Using the model we created in the `3_Train_fit_evaluate_classifier.ipynb`, this notebook will make predictions on new data to generate a cropland mask for Eastern Africa. The notebook will ceate both pixel-wise classifications and classification probabilities. Results are saved to disk as Cloud-Optimised-Geotiffs.

1. Open and inspect the shapefile which delineates the extent we're classifying
2. Import the model
3. Make predictions on new data loaded through the ODC.  The pixel classification will also undergo a post-processing step where steep slopes and water are masked using a SRTM derivative and WOfS, respectively.
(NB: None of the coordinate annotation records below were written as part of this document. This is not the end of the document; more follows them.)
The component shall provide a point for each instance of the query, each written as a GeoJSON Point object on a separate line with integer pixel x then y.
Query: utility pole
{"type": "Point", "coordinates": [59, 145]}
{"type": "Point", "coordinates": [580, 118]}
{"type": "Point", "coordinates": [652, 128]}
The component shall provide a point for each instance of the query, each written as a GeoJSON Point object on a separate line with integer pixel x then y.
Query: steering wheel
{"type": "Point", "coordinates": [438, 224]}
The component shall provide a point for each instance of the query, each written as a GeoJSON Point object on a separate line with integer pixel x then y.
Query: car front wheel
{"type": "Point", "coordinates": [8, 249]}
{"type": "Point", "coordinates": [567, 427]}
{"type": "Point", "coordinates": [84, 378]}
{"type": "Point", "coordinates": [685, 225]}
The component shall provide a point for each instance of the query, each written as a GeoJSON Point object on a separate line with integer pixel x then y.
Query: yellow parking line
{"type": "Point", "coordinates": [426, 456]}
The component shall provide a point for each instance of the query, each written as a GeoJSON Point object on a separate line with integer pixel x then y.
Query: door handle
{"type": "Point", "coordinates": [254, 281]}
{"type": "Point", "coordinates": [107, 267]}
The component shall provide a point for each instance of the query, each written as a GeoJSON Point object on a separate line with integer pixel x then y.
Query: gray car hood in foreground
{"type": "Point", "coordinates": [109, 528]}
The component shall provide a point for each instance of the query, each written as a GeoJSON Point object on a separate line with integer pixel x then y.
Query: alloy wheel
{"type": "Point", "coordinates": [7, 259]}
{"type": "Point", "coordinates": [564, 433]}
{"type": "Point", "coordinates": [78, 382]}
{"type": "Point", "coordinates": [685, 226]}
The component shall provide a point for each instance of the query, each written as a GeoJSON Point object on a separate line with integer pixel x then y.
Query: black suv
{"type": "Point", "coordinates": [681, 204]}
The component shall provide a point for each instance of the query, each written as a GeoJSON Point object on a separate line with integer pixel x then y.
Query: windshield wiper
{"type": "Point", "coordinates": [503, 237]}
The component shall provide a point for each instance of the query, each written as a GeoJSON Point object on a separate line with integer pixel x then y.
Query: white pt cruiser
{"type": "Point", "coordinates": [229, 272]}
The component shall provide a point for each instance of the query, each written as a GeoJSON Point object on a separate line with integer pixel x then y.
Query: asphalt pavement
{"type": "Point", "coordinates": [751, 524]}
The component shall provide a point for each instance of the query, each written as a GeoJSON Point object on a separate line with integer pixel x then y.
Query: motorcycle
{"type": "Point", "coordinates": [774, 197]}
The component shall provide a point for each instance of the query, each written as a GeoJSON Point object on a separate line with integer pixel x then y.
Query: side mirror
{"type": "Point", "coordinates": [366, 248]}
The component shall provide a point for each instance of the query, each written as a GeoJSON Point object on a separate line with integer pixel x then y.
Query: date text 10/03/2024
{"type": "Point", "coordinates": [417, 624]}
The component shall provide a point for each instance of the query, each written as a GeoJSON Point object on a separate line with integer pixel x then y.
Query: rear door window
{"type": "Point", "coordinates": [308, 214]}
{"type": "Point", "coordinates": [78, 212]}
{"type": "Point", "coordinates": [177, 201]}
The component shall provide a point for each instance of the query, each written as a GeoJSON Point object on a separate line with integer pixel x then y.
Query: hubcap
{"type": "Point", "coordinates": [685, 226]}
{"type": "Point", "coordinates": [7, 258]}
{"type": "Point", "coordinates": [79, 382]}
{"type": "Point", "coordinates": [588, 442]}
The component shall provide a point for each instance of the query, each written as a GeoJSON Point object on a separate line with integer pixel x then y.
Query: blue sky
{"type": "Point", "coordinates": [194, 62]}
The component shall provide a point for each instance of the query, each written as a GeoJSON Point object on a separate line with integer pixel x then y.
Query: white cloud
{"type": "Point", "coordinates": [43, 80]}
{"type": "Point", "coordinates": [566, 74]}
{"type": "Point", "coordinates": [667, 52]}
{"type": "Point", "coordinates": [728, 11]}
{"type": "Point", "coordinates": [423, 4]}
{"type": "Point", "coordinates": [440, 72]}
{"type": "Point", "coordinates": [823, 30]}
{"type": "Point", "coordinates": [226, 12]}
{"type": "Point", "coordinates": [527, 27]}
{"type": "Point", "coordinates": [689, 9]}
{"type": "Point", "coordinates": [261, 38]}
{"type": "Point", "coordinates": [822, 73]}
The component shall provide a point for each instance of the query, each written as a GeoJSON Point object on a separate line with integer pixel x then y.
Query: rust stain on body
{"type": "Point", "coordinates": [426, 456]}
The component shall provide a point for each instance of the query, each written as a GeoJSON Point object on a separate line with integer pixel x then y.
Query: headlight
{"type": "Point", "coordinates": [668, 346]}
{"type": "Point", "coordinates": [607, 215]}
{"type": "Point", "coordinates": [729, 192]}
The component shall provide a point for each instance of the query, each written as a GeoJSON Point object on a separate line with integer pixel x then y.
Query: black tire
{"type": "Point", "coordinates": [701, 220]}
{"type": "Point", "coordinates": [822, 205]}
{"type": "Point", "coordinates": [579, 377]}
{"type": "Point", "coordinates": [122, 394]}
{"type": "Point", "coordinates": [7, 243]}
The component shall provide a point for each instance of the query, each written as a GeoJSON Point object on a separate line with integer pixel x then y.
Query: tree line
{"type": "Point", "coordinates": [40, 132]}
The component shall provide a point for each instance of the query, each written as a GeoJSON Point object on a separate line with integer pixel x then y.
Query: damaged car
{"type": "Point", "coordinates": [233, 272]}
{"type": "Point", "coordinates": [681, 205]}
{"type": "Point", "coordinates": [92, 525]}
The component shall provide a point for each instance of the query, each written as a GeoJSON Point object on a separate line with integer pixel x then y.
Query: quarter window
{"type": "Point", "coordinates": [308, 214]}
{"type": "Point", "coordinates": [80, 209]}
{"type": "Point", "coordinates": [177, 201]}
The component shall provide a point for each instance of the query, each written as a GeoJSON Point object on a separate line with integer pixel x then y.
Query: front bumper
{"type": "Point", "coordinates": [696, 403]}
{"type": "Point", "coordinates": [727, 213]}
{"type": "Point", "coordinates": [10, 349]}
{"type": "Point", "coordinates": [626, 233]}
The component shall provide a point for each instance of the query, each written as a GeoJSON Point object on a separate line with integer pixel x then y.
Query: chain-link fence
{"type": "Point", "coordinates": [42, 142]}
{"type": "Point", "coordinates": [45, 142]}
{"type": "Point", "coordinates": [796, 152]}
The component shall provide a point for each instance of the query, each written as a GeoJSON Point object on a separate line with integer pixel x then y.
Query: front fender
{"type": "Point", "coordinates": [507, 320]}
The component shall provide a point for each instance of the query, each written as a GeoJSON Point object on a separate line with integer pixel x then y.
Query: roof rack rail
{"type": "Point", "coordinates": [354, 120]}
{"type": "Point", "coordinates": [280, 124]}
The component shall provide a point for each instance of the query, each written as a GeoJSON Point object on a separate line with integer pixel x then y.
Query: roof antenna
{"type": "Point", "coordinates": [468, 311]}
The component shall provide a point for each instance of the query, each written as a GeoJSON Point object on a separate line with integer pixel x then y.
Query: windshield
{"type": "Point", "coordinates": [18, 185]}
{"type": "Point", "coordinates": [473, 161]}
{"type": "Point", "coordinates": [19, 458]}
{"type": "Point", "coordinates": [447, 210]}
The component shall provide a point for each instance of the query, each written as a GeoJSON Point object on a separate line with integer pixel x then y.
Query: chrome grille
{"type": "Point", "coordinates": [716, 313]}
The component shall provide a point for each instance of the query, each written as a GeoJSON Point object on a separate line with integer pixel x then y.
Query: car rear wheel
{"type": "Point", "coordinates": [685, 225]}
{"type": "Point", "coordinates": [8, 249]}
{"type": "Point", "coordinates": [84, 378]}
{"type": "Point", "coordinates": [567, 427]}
Pixels labelled as crop above 3600 metres ASL are also masked. 

***
## Getting started

To run this analysis, run all the cells in the notebook, starting with the "Load packages" cell. 

### Load Packages

In [1]:
import warnings
warnings.filterwarnings("ignore")

import sys
import os
import gdal
import shutil
import datacube
import numpy as np
import xarray as xr
import geopandas as gpd
import subprocess as sp
from joblib import load
from datacube.utils import geometry
from datacube.utils.cog import write_cog
from rsgislib.segmentation import segutils
from scipy.ndimage.measurements import _stats
from datacube.utils.geometry import assign_crs
from datacube.testutils.io import rio_slurp_xarray

sys.path.append('../../Scripts')
from deafrica_datahandling import load_ard
from deafrica_dask import create_local_dask_cluster
from deafrica_classificationtools import HiddenPrints, predict_xr
from deafrica_plotting import map_shapefile
from deafrica_spatialtools import xr_rasterize

#import out feature layer function for prediction
from feature_layer_functions import gm_mads_two_seasons_production
%load_ext autoreload
%autoreload 2

### Set up a dask cluster
This will help keep our memory use down and conduct the analysis in parallel. If you'd like to view the dask dashboard, click on the hyperlink that prints below the cell. You can use the dashboard to monitor the progress of calculations.

In [2]:
create_local_dask_cluster()

0,1
Client  Scheduler: tcp://127.0.0.1:33451  Dashboard: /user/chad/proxy/8787/status,Cluster  Workers: 1  Cores: 31  Memory: 254.70 GB


## Analysis parameters

* `model_path`: The path to the location where the model exported from the previous notebook is stored
* `training_data`: Name and location of the training data `.txt` file output from runnning `1_Extract_training_data.ipynb`
* `test_shapefile`: A shapefile containing polygons that represent regions where you want to test your model. The shapefile should have a unique identifier as this will be used to export classification results to disk as geotiffs. Alternatively, this could be a shapefile that defines the extent of the entire AOI you want to classify.
* `results`: A folder location to store the classified geotiffs 

In [3]:
model_path = 'results/gm_mads_two_seasons_ml_model_20210401.joblib'

training_data = "results/training_data/gm_mads_two_seasons_training_data_20210401.txt"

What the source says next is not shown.